BBC set to announce job losses after overhaul of news reporting overhaul
The BBC is expected to announce hundreds of redundancies as it overhauls its news reporting.
The overhaul will see heavy cuts to high-profile news programmes and an increasingly centralised system for producing the corporation’s journalism said the Guardian on Wednesday.
A key aim of the plans was to reduce duplicated efforts with journalists pooled and working on investigations or original reporting before releasing it across the corporations various channels, TV, radio or digital.
Many BBC reporters feared the proposed system could be hard to operate in practice, given the different demands of outlets such as the Today programme or the BBC News website.
Fran Unsworth, head of news wrote to staff saying that there would be a meeting on Wednesday to explain how the corporation planned to put the BBC News mission statement of being “distinctive, trusted, engaging everyone, every day” into action.
Already on Tuesday, the BBC told production staff who make non-news or sport programmes for the corporation’s national radio stations that about 60 redundancies were on the way.

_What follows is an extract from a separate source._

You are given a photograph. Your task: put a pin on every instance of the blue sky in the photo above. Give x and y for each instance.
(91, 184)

“Rising costs mean we shall end this year with a deficit of around a million pounds,” said Graham Ellis, the BBC’s controller of radio production.
Ellis said that while management would do their utmost to avoid compulsory redundancies, they could not be ruled out if not enough people chose to take a voluntary payout.
In response, the National Union of Journalists was getting ready to battle management over potential redundancies.
The BBC was facing a turbulent journey in the short-term, with the news of redundancies arriving just a week after Tony Hall, director general, announced his decision to step down.
However, the timing of his exit meant that his successor could be appointed before the BBC began negotiations with the government over the rate that it can charge for the licence fee from 2022 onwards.
Hall also criticised the corporation for contributing to a toxic discourse around political journalism, which he said was aimed at trying to “catch out” politicians.
Hall said at an event on Tuesday: “I’m a great believer in the long-form political interview where you can explore at length, not in soundbites, the real policy decisions that politicians are making. Exploring those sort of nuances is an important part of what we should do.”